持續了接近一個月的警方大清查行動漸漸進入尾聲,顧添坐在辦公室里吞下了最后一次的藥丸,明天他即將去接受再一次的檢查。
兩個人在食堂吃過晚餐,回到了家里。
寒流來襲,逸林市最近的溫度每天只有七八度,到家后,顧添第一時間打開了空調,還是不能抵御涼透的房子帶來的魔法攻擊。
謝憫坐在沙發上摁開了電視,正在播放一個企業家專訪。
電視里一位穿著優雅的女士,留著干練的短發,化著淡妝,面對主持人的提問正在侃侃而談,展望望北經濟特區的大好前景。
“我們對逸林的發展很有信心,所以整體布局南移,在這里成立了新的全球戰略中心,寄希望于能夠通過國家的好政策,加強對外的經濟合作,促進對內經濟發展,帶來更多樣化的消費體驗”
“誰啊,話說得這么牛逼”顧添提著燒好的熱水走到客廳。
謝憫一聳肩“什么尚品甄選”
“哦,他們家啊”顧添給謝憫倒上了熱水,電視里的訪談還未結束。
“這個公司做什么的”
“奢侈品,鐘表,首飾,珠寶。他們家最開始是做二手起家的,十年前發家地是帝城,做二手收售,寄賣,鑒定,保養。那會國內經濟形勢并不如現在,他們做的半死不活。后來隨著國內經濟水平發展,奢侈品消費越來越普遍,他們入行早,占了先機,起死回生越做越大,在國內快成了除官方以外的第二權威了,最近一年發展很火。
據說和很多品牌官方都有合作,開始賣一些稀缺新品了。現在的逸林啊,誰都想來分杯羹,跟著政策能不能賺錢不好說,能拉不少風投就是了。”
顧添打開罐子捻了一塊果脯放進嘴里,上次謝憫買的幾袋,被他這么時不時吃一點,也算是快要吃完了。
“今晚早點睡吧一會屋子暖和了就睡吧,明天早點去醫院,我下午和趙醫生聯系過。”顧添說。
謝憫嗯了一聲,電視里的節目就要接近尾聲,主持人開始說著結束的潛臺詞。
“聽說羅女士希望通過我們節目完成一個小小的心愿是嗎”
“是的,我想借節目幫我尋找我分離了三十多年的兒子”
“人販子該死。”顧添念叨了一句,眼睛盯著屏幕。
屏幕上打出了羅女士年輕時候的照片,經過時光磨礪的舊照不能掩蓋她端莊的模樣,懷中淺藍色的襁褓里裹著一個小小的嬰孩,咧著嘴朝著鏡頭傻笑。
字幕一排排提示著關鍵信息。
三十三年前的立夏,羅嬌唯一的兒子出身。
仲夏,她被迫和兒子分離,從此天各一方,了無音訊,羅嬌出走國外對兒子的思念與日劇增,這些年一直在尋找卻從來沒有半點消息。

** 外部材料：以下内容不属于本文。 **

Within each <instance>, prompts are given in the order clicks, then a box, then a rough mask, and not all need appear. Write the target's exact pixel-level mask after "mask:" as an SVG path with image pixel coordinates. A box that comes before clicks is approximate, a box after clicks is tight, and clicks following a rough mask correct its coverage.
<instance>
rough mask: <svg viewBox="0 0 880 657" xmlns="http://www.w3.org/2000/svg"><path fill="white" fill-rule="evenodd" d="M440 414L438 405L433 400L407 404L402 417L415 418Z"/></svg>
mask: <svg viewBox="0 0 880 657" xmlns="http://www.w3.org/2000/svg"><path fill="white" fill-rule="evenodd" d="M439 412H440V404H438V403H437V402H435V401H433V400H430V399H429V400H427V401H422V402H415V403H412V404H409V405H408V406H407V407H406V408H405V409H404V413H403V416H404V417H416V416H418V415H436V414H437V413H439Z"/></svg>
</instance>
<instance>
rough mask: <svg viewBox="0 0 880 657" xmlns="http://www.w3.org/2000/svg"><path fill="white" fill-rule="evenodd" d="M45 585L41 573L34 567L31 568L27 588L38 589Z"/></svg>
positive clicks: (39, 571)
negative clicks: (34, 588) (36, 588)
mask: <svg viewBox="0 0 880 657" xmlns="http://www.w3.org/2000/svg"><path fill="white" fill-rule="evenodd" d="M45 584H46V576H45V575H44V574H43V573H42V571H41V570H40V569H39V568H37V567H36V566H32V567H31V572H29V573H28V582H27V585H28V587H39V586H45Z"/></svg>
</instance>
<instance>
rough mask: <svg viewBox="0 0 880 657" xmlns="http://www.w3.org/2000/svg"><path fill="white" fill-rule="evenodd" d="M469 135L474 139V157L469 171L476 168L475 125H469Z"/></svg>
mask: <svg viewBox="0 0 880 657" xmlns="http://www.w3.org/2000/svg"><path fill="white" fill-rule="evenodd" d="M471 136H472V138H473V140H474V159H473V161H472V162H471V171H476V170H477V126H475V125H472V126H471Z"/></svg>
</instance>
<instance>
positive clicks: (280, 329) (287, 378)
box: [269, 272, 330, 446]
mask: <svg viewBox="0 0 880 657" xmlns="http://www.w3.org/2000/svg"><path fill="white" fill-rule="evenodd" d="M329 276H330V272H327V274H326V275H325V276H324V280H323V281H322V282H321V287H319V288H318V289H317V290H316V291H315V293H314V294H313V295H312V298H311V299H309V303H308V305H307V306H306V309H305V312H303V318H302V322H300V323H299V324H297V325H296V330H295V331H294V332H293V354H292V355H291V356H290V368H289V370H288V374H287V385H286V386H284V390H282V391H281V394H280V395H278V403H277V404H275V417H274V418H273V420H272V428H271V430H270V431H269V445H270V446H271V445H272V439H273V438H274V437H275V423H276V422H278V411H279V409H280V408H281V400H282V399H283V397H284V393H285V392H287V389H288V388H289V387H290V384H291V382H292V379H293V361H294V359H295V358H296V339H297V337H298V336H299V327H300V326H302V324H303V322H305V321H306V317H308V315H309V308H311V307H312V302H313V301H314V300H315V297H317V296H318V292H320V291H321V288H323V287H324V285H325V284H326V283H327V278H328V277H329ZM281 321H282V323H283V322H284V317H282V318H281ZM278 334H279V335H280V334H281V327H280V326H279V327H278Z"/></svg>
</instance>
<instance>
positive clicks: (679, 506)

最后和兒子見面的城市是一座南方小城,顧添要查地圖可能才知道那種。
顧添盯著屏幕喃喃自語。
“你說是被拐了,被偷了還是怎么啊。三十幾年啊,那孩子還活著吧”
顧添說完半晌沒人接茬,他一轉臉,謝憫盯著電視機發呆,那個側顏居然有點像
他拍了拍謝憫手臂“你發呆什么我說這孩子是被偷了還是被拐了啊,那會多大啊,怎么這些信息都沒有呢。”
“孩子小時候的照片就那么一張,怎么找啊。”
“嗯”
謝憫側轉頭“你說什么”
顧添又把剛才的話復述了一遍,謝憫干脆利落回答了兩個字“遺棄。”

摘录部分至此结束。